Voltou, portanto, à sua guitarra transformada. Felizmente – por muito que pudesse ter dado um óptimo intérprete de flamenco, há algo de mais desconcertante e hipnotizante nesta sua sonoridade única, demonstrada de forma lapidar na actuação no Centro de Artes de Sines, na noite de terça-feira, a última de programação reduzida do Festival Músicas do Mundo, antes de passar para o habitual palco do Castelo.
Manobrando a “guitarra” com diversas abordagens, as 18 cordas tão depressa soam à kora maliana como nos atiram para a música clássica chinesa, tanto nos fazem crer estarmos diante de um discípulo da folk inglesa de Martin Carthy como de um membro do agrupamento de música antiga Hespèrion XXI, de Jordi Savall, e desembocam ainda, repentinamente, numa canção que poderia ser de Tom Waits ajudado por Marc Ribot – e só não pode mesmo ser de Waits, porque Angeli canta como um marinheiro da Sardenha, largado no mar, num lamento que soa a coisa de homem atraído e traído pelo canto e pelo desamor de uma sereia.
Assistir a um concerto de Paolo Angeli é ser colocado a toda a hora numa posição de desencontro entre aquilo que se vê e aquilo que se ouve, dada a sistemática transformação da guitarra enquanto a toca, não apenas nos estilos musicais que se entrecruzam, mas nas várias famílias musicais evocadas – alturas há em que a “guitarra” soa, sem exagero e entregue a uma função percussiva, ao que poderiam ser as Adufeiras de Monsanto, quando o músico aplica um cartão bancário nas cordas e altera, com um rápido movimento, a morfologia da guitarra.

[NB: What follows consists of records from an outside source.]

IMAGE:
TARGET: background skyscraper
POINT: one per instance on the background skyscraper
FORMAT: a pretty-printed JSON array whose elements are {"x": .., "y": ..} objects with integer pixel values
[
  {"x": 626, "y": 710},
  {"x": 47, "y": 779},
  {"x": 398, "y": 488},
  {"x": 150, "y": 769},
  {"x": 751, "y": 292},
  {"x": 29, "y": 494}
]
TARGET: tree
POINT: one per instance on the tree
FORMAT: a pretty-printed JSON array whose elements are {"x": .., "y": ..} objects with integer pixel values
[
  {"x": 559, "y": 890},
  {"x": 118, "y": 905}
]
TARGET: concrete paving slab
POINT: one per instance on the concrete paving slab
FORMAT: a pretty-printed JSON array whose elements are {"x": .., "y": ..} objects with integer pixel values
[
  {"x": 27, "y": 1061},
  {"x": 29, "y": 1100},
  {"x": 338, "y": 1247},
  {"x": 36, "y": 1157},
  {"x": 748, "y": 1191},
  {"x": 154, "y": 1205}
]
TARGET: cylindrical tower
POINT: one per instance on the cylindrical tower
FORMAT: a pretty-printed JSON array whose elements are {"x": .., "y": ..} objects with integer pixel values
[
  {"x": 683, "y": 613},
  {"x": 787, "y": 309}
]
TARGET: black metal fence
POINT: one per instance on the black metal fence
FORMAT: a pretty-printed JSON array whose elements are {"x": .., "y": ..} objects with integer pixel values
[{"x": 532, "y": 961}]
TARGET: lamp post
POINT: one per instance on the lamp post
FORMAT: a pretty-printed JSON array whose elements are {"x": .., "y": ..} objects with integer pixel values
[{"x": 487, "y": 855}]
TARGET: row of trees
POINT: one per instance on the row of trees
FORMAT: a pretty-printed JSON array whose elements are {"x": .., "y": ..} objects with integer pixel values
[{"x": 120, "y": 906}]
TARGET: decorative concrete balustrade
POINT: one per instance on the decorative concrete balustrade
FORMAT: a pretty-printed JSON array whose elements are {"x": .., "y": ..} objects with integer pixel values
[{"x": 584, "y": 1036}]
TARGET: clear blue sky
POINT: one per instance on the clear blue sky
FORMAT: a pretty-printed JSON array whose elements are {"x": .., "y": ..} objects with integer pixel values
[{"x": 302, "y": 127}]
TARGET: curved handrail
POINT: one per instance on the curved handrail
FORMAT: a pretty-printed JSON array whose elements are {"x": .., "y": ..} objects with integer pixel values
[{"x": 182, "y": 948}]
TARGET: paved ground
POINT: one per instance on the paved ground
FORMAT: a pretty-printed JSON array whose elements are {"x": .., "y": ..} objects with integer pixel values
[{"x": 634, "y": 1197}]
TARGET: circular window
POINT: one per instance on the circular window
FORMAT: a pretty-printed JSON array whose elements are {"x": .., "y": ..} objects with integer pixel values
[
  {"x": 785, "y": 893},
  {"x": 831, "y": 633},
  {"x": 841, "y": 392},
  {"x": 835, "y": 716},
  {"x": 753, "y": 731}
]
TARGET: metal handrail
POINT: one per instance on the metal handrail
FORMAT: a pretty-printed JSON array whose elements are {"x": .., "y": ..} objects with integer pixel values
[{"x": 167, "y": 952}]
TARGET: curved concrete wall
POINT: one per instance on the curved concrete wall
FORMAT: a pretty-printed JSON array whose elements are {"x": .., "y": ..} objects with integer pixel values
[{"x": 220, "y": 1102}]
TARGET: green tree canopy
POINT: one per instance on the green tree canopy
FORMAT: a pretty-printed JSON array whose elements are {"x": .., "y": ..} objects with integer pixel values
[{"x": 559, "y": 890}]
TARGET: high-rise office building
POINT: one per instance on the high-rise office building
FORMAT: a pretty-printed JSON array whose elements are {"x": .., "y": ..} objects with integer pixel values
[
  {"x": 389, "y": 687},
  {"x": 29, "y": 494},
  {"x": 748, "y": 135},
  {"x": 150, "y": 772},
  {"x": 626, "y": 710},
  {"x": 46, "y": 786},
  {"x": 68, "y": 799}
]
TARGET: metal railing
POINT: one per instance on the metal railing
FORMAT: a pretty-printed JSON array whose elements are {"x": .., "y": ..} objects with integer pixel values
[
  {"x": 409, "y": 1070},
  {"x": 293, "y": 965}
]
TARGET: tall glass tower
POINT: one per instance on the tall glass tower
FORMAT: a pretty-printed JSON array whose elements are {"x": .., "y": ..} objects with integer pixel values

O extraordinário, no entanto, não é que um Stabat Mater possa suceder a um tema popular corso, mas sim que toda esta exibição de virtuosismo nunca deixe de ser belíssima e essencialmente musical.
A festa está na rua
Com o cancelamento da actuação do violoncelista holandês Ernst Reijseger, devido a questões familiares urgentes, a noite do Centro de Artes ficaria penas por conta de Angeli, prolongando-se depois no exterior com o colectivo Simply Rockers Sound System a encenar, segunda e terça, uma sessão de música jamaicana em frente à entrada do Castelo de Sines.
Com uns graves tão levados ao limite que ameaçavam suspender qualquer desprevenida rasta no ar, a ementa passou a ser dub e reggae à moda da Jamaica (incluindo desvios por sons menos óbvios, como uma morna de Maria Alice), com o toaster (MC) de serviço cantando e largando as máximas habituais de “good vibrations”, “put on your dancin’ shoes”, “if you love marijuana say yeah” num esforçado sotaque de Kingston que toldava muitas vezes o discurso – é possível que tenha mencionado o presidente do Parlamento Europeu Martin Schulz, mas também é bastante possível que não.
Muita da animação no Festival Músicas do Mundo destes dias tem passado precisamente pela rua, com actuações diárias da Orquestra do Desastre, num formato de improvisação com músicos amadores trabalhado pelo francês François R. Cambuzat (do grupo L’Enfance Rouge), e com concertos espontâneos de um duo de guitarra e bateria chegado ao jazz ou de um grupo de swing manouche espanholado – este último capaz de rivalizar em público com a festa jamaicana oficial –, tudo irrompendo livremente e a qualquer hora nas imediações do Castelo.
Esta quarta-feira arrancam as maratonas de concertos, das 17h30 até às últimas horas da madrugada, mas a animação já anda claramente pelas ruas.